Алла не переставала удивляться спокойствию, безразличию партнера чуть ли не ко всему:
«Нет у Борьки нервов, с него все как с гуся вода! Вот была бы потеха, если поженились: он – молчун, а я болтушка – еще та пара, хорошо, что не спорола глупость, когда засмотрелась на его бицепсы, рост, белозубую улыбку».
Карим-заде лежал не шевелясь, смотрел на молодых партнеров и продолжал нравоучение:
– Работайте, как работали со мной, забудьте, что я отсутствую. Станете сыпать трюки… – Илиас Мамедович не договорил, – перебила Алла:
– Не беспокойтесь, не будем сыпать! Все пройдет о’кей. Стыдно за нас не будет.
– Станете сыпаться, – руководитель номера строго нахмурил сросшиеся на переносице брови, – тотчас повторить трюк.
– Знаем, – Алла надула губы.

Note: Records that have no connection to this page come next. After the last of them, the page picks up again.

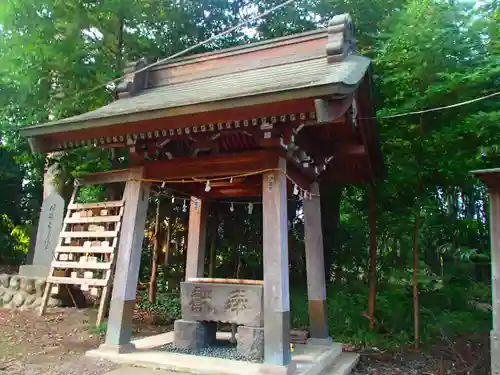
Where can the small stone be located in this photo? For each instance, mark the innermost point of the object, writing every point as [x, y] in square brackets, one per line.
[5, 280]
[18, 300]
[28, 285]
[15, 283]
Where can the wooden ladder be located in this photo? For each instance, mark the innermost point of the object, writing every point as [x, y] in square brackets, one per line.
[86, 254]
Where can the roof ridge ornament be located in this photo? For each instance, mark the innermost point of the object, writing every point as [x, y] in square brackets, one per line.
[133, 82]
[341, 41]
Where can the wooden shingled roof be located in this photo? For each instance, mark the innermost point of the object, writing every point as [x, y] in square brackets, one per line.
[311, 64]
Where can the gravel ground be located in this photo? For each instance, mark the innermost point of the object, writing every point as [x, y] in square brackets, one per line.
[396, 366]
[220, 350]
[55, 343]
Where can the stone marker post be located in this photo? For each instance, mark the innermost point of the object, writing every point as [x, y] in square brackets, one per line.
[47, 237]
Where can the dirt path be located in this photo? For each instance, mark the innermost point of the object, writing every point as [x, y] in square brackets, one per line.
[55, 343]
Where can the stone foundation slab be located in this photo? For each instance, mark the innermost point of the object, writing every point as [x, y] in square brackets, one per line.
[193, 335]
[250, 342]
[23, 292]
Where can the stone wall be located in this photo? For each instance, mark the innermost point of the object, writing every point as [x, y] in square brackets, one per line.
[22, 292]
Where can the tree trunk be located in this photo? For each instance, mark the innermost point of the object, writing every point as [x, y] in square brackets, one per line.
[416, 306]
[167, 243]
[373, 260]
[330, 221]
[154, 262]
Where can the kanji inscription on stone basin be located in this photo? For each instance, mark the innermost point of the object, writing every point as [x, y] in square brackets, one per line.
[228, 303]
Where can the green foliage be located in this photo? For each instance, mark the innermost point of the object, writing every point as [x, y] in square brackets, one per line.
[100, 329]
[167, 304]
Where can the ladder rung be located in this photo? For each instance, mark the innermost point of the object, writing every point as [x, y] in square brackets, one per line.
[82, 265]
[83, 250]
[88, 206]
[76, 281]
[93, 219]
[103, 234]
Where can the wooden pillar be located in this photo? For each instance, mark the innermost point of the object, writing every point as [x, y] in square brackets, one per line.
[51, 182]
[195, 262]
[495, 275]
[119, 331]
[276, 282]
[315, 268]
[492, 179]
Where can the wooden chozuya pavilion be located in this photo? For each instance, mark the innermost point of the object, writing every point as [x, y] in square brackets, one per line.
[289, 111]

Борис продолжал с ничего не выражающим взглядом смотреть куда-то в пространство, когда же Илиас Мамедович отвернулся от учеников, первым вышел в коридор.
Травму – не первую в жизни – Карим-заде получил на очередной репетиции, когда повторял сальто-мортале. Скомандовал «ап!», перевернулся через голову и не коснулся каната – ноги онемели. Свалился на ковер, не сразу почувствовав сильную, резкую боль.
«Хорошо, что работаем в нескольких метрах от манежа, иначе не собрал бы костей…»
С помощью подоспевших партнеров поднялся, самостоятельно дошагал до гардеробной и упал на диван, до крови закусив губу. Выругался, не опасаясь, что его услышат – ругательство было на азербайджанском языке. Когда врач прописал постельный режим и предупредил, что если посмеет встать, то отправит в больницу, первыми опечалились Алла с Борисом. Девушка решила, что на время излечения руководителя их номер выбросят из программы – прощай выработка и переработка выступлений и, значит, повышение зарплаты, изволь получать гроши за вынужденный простой. Борис опечалился, что без любимой работы заскучает, захочет взбодриться водкой, что чревато серьезными последствиями – выговором, даже изгнанием из циркового мира.
Приговор врача Карим-заде встретил спокойно, принимал лекарства, проводил процедуры, что касается номера, то потребовал от директора оставить его, обещал, что партнеры не подведут, отработают без руководителя.
Оставшись в одиночестве, остановился взглядом на отживших свой век, давно требующих замены столике и кресле.
«Все дряхло, как и я, но продолжают служить людям, не желают уходить в утиль…»
Прекрасно знал, что рано или поздно явится неизбежная старость, с нею всякие возрастные болезни, придется бросить работу, которой посвятил всю жизнь.